19. Relieve Arthritis Pain
Thanks to its menthol content, peppermint essential oil can be just as helpful for arthritis pain as any of those store-bought menthol creams! Apply it to areas affected by arthritis, tendonitis, and other forms of joint pain for cooling pain relief.
20. Remove Ticks
Use peppermint oil on a cotton swab to smother pesky ticks. They will remove their heads to come up for air, then you’ll be able to pick them off with a pair of tweezers.
Using Peppermint Oil Safely
Just because essential oils are natural and useful doesn’t mean they are perfectly safe, so it’s important to use them carefully and wisely.
For safety’s sake, I do not recommend ingesting essential oils without supervision or approval from a healthcare professional. Possible side effects of taking peppermint oil orally include heartburn, nausea, and vomiting.
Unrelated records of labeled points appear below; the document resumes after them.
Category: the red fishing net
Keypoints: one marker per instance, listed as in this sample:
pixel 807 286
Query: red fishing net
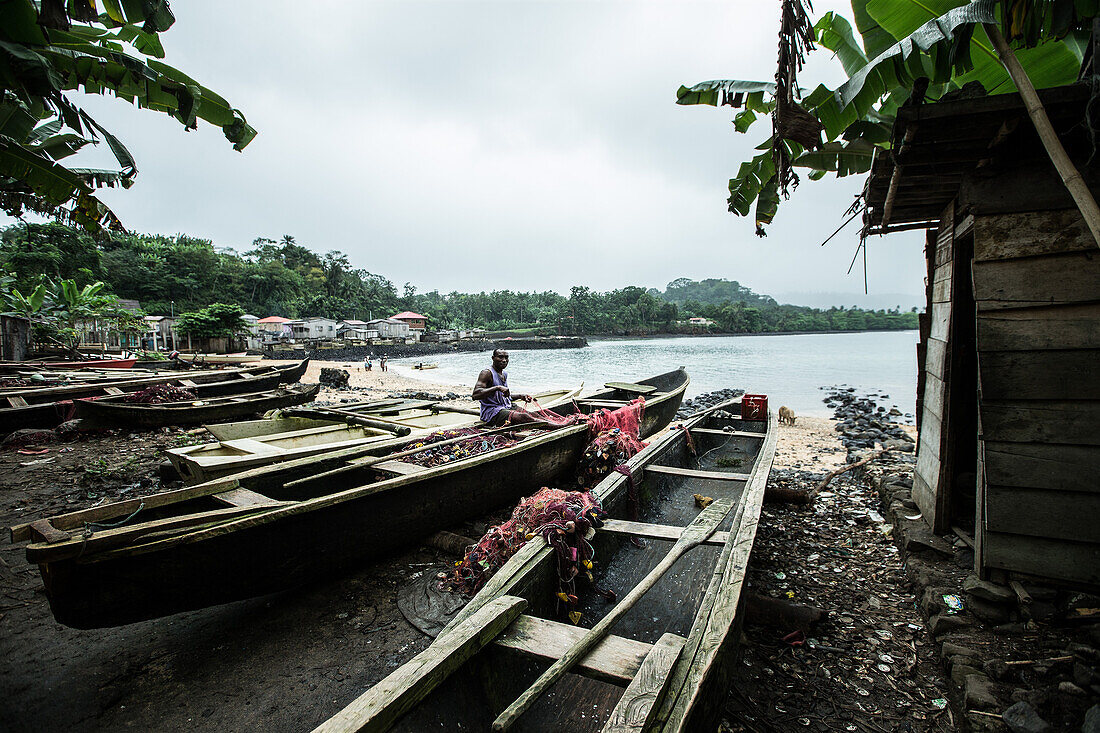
pixel 564 518
pixel 160 394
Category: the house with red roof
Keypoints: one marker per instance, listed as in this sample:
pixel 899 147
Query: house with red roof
pixel 416 321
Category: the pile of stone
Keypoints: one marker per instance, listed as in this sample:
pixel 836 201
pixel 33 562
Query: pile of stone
pixel 864 422
pixel 689 407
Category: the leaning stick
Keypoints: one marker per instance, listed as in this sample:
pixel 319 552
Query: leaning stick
pixel 697 532
pixel 1070 176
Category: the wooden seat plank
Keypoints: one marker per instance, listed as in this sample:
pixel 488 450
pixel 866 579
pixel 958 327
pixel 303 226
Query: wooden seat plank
pixel 667 532
pixel 377 708
pixel 400 468
pixel 736 434
pixel 47 532
pixel 630 386
pixel 638 706
pixel 241 496
pixel 615 659
pixel 695 473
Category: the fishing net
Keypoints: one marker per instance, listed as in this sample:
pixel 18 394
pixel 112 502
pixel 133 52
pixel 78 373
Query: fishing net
pixel 439 455
pixel 158 394
pixel 567 520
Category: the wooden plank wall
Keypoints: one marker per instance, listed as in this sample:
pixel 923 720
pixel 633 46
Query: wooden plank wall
pixel 928 487
pixel 1036 279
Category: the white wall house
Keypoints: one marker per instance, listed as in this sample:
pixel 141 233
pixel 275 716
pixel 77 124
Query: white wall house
pixel 389 328
pixel 312 328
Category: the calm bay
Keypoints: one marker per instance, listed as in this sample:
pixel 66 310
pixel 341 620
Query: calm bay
pixel 788 368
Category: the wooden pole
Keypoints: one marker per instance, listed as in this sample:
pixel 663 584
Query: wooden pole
pixel 1070 176
pixel 696 533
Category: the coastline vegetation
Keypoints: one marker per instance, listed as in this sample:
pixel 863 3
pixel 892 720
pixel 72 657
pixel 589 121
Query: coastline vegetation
pixel 183 274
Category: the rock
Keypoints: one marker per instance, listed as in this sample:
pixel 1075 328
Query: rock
pixel 1069 688
pixel 942 623
pixel 996 668
pixel 987 590
pixel 959 673
pixel 1091 723
pixel 28 437
pixel 949 649
pixel 979 692
pixel 1022 718
pixel 993 613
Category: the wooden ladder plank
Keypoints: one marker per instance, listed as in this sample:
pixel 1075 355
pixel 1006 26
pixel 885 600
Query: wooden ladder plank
pixel 667 532
pixel 695 473
pixel 638 706
pixel 736 434
pixel 377 708
pixel 630 386
pixel 245 498
pixel 615 659
pixel 400 468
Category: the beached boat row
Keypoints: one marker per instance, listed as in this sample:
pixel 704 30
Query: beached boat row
pixel 46 406
pixel 277 526
pixel 659 659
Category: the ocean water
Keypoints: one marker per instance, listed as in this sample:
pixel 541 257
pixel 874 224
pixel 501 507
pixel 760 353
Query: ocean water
pixel 790 369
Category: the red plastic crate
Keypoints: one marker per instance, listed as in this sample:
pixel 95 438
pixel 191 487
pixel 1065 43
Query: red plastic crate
pixel 755 407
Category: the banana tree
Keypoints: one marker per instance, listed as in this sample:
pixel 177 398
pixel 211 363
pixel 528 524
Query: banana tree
pixel 906 51
pixel 52 47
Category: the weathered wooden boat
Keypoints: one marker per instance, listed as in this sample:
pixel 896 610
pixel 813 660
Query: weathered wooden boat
pixel 282 525
pixel 668 664
pixel 119 412
pixel 260 442
pixel 241 358
pixel 50 405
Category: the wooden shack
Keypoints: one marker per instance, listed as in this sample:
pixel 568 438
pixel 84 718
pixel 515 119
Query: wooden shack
pixel 1009 393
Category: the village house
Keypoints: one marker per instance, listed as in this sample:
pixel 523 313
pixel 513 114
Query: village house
pixel 389 328
pixel 1008 395
pixel 312 328
pixel 274 328
pixel 416 321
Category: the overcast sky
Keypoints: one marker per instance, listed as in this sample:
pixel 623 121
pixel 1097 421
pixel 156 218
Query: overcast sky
pixel 480 145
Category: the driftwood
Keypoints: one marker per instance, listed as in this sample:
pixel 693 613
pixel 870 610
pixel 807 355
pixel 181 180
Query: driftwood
pixel 794 496
pixel 777 613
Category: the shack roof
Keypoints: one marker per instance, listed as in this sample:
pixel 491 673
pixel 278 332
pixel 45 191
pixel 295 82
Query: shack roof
pixel 937 145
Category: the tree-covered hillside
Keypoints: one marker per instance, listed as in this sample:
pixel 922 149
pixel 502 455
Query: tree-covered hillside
pixel 282 277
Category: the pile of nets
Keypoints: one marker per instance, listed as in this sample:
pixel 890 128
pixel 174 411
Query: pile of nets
pixel 158 394
pixel 611 449
pixel 474 445
pixel 567 520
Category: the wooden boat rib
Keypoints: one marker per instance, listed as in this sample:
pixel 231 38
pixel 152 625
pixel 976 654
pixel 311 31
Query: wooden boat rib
pixel 50 405
pixel 277 526
pixel 668 664
pixel 253 446
pixel 117 411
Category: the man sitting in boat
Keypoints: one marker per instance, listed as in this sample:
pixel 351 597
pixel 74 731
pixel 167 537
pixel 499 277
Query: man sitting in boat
pixel 492 391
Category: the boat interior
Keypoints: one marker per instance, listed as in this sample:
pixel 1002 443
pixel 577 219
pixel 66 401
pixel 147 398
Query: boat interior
pixel 717 461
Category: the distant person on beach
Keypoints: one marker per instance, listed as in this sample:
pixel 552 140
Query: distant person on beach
pixel 492 392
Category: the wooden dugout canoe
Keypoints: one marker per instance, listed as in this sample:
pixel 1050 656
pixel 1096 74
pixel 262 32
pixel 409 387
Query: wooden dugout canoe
pixel 668 664
pixel 283 525
pixel 118 412
pixel 260 442
pixel 50 405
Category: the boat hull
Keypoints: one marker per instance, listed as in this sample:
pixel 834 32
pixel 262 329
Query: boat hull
pixel 315 535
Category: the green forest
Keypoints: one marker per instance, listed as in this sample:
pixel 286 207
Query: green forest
pixel 282 277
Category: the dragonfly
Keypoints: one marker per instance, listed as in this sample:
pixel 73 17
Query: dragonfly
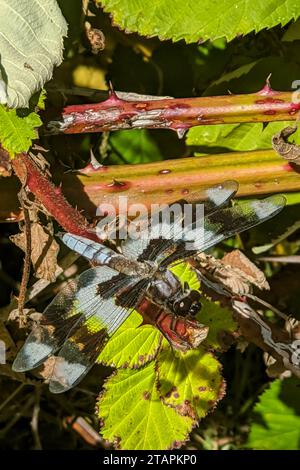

Additionally, be aware that peppermint oil and aromatherapy in general can be toxic to pets. Never force essential oils on pets, and when using a diffuser, ensure that pets are either out of the area or free to leave at any time.
In some cases, peppermint oil may cause irritation or rashes when applied directly to the skin. Most people tolerate it well when it is properly diluted with a carrier oil before being applied topically, but those with very sensitive skin may want to test it on a small patch of skin first.
Finally, I’m not a health expert, and this post is NOT intended to be taken as medical advice. As always, consult your doctor or a trusted health professional, especially if you’re pregnant or breastfeeding, and use your best judgment in matters relating to health and safety.
What are your favorite uses for peppermint oil?